Op 16 maart 2020 heeft Eigen Haard aan [gedaagde sub 1] meegedeeld dat de woning wordt gesloten op last van de burgermeester en dat zij naar aanleiding daarvan per direct de huurovereenkomst met [gedaagde sub 1] ontbindt op grond van artikel 7:231 lid 2 van het Burgerlijk Wetboek (BW). Eigen Haard heeft [gedaagde sub 1] verzocht om de woning uiterlijk op 13 april 2020 te ontruimen en op te leveren.
2.8.
Bij brief van 31 maart 2020 heeft [gedaagde sub 1] bezwaar gemaakt tegen de sluiting van de woning. Het besluit is gehandhaafd.

3.Het geschil

3.1.
Eigen Haard vordert – samengevat – dat de woning op een zo kort mogelijke termijn wordt ontruimd, op straffe van een dwangsom, met veroordeling van gedaagden in de kosten van deze procedure. Daarnaast vordert Eigen Haard veroordeling van [gedaagde sub 1] tot voldoening aan Eigen Haard van een bedrag van € 750,44 voor het gebruik van de woning voor elke maand vanaf 1 juni 2020 tot aan de ontruiming.
3.2.
Eigen Haard legt het volgende aan haar vorderingen ten grondslag.
Het is evident dat twee kamers in de woning in gebruik zijn gegeven, dan wel zijn onderverhuurd, om als peeskamer te gebruiken. Dat is in strijd met de huurovereenkomst en in strijd met de wet. [gedaagde sub 1] is zodoende tekortgeschoten in de nakoming van haar verplichtingen uit de huurovereenkomst. Ze handelt niet als goed huurder, hetgeen grond biedt voor een vordering tot ontbinding van de huurovereenkomst en ontruiming van de woning in kort geding.

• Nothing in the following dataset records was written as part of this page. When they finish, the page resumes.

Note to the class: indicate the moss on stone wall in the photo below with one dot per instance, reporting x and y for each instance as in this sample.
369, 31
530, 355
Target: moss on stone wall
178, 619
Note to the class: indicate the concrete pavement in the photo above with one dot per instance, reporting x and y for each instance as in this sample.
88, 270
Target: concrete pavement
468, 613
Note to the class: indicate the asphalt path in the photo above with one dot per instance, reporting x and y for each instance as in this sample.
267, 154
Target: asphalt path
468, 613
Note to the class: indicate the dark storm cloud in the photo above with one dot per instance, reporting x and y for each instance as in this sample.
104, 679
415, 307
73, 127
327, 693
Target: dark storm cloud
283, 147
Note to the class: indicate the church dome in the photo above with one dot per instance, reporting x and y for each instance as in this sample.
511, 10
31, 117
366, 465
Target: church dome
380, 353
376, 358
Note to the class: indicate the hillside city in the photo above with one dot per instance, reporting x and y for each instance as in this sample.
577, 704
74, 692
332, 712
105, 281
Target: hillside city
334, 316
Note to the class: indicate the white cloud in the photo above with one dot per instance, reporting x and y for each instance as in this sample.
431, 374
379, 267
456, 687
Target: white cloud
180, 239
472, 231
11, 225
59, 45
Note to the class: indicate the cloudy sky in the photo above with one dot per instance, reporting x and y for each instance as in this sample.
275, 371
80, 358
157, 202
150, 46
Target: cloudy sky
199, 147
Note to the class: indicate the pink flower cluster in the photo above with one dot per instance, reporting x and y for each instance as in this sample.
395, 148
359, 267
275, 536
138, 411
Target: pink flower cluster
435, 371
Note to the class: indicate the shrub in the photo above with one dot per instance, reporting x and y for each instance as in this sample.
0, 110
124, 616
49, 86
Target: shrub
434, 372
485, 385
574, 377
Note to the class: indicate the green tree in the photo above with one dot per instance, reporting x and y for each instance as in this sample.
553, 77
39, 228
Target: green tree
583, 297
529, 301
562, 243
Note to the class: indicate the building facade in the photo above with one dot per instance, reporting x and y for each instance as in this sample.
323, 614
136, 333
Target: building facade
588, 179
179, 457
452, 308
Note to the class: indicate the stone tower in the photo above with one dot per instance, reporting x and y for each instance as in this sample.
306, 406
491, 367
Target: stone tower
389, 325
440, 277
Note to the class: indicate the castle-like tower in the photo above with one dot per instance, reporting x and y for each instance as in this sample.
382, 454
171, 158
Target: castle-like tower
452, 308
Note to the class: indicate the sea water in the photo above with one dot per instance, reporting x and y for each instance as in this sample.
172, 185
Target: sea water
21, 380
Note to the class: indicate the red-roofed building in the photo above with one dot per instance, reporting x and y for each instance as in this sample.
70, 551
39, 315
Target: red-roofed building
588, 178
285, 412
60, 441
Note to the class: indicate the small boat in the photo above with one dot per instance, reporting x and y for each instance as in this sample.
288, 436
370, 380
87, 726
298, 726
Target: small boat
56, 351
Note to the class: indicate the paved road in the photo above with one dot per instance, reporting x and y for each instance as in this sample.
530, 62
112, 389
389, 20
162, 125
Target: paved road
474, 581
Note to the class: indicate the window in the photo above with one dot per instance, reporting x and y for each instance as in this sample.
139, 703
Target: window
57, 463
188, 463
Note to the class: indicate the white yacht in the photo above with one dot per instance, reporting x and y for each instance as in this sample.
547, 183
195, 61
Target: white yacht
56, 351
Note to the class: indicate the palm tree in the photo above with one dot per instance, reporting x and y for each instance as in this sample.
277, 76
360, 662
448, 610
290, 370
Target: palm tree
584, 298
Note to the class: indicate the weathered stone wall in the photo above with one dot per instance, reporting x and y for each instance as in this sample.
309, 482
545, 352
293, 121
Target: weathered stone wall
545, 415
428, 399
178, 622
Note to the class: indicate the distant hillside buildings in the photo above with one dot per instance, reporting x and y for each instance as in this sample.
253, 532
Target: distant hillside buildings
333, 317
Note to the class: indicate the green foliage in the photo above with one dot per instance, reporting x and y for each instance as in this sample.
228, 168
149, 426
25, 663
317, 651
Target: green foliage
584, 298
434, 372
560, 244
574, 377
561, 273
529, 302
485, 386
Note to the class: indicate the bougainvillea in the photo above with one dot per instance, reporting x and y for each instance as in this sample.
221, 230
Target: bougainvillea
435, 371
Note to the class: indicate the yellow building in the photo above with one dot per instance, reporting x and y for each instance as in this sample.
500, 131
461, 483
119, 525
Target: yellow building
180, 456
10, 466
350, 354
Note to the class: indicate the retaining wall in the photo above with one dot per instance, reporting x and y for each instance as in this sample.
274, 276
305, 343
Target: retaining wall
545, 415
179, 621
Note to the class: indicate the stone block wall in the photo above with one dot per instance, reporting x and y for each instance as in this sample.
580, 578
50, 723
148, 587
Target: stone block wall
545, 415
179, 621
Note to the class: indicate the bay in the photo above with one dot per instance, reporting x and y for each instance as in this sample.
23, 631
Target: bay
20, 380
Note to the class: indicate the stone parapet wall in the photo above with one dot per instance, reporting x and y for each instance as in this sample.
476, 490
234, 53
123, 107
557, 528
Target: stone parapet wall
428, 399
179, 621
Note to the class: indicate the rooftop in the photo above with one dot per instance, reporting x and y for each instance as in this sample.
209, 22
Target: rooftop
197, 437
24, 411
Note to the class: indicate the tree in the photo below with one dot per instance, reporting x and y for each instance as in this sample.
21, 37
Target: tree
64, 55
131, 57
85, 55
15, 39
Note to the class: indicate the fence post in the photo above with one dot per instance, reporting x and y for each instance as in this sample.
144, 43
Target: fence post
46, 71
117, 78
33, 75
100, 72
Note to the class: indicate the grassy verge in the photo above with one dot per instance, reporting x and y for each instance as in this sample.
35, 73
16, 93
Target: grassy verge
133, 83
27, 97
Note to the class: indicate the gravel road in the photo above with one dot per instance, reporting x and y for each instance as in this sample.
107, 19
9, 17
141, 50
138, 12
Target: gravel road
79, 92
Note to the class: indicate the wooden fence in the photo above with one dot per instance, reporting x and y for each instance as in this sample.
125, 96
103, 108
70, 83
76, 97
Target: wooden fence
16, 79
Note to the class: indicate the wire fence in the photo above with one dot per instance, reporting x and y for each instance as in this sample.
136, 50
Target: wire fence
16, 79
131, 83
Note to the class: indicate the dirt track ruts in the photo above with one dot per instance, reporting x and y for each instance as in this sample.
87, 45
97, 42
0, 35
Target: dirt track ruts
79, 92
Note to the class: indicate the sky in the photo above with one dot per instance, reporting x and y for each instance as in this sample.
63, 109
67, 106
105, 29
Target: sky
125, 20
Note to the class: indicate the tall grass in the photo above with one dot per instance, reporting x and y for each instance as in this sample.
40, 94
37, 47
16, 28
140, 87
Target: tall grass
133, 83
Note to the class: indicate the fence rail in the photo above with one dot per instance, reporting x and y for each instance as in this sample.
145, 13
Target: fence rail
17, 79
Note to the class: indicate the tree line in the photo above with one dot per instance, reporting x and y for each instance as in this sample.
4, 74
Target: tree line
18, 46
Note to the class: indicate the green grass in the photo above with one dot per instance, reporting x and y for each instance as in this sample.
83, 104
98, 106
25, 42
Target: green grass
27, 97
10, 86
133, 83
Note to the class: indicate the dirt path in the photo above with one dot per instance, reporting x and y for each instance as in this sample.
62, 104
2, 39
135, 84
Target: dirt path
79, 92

Eigen Haard heeft de huurovereenkomst bij brief van 16 maart 2020 buitengerechtelijk ontbonden op grond van artikel 7:231 lid 2 BW. De tekortkoming van [gedaagde sub 1] geeft Eigen Haard ook de bevoegdheid om op grond van artikel 6:256 BW ontbinding van de huurovereenkomst te vorderen bij de kantonrechter en – vooruitlopend daarop – ontruiming van de woning in kort geding. Derden die mogelijk in de woning verblijven hebben daartoe geen recht. Zij verblijven in dat geval zonder recht of titel in de woning en dienen de woning te verlaten. Aldus steeds Eigen Haard.
3.3.
[gedaagde sub 1] heeft zich tegen de vorderingen verweerd en – samengevat – daartoe het volgende aangevoerd. [gedaagde sub 1] heeft geen wetenschap gehad van enig misbruik van haar woning. Zij heeft slechts haar sleutels afgegeven aan een vriend, die voor haar de post uit de brievenbus zou halen, omdat zij wegens gezondheidsredenen tijdelijk met haar kinderen bij haar moeder verbleef. Dat haar vriend kennelijk – zonder dat zij van iets wist - de woning in gebruik heeft gegeven aan prostituees, kan haar niet worden aangerekend en is onvoldoende ernstig om tot ontbinding van de huurovereenkomst te komen. Zij heeft – met kleine kinderen – groot belang in de woning – waar zij inmiddels weer zelf verblijft – te kunnen blijven wonen. Artikel 7:231 BW biedt in dit geval geen grond voor buitengerechtelijke ontbinding en ontbeert daarom rechtsgevolg. In lid 2 van dat artikel zijn de gronden voor buitengerechtelijke ontbinding limitatief opgesomd. Die gronden betreffen ofwel de Opiumwet, ofwel artikelen 174a of 174 van de Gemeentewet, ofwel de Woningwet. Sluiting van een woning op grond van een last onder (onmiddellijke) bestuursdwang van de burgemeester op grond van artikel 3.7 van de APV in samenhang met artikel 125 Gemeentewet is daar niet een van.
3.4.
Op de stellingen van partijen wordt hierna, voor zover van belang, nader ingegaan.

4.De beoordeling

Niet verschenen gedaagden

4.1.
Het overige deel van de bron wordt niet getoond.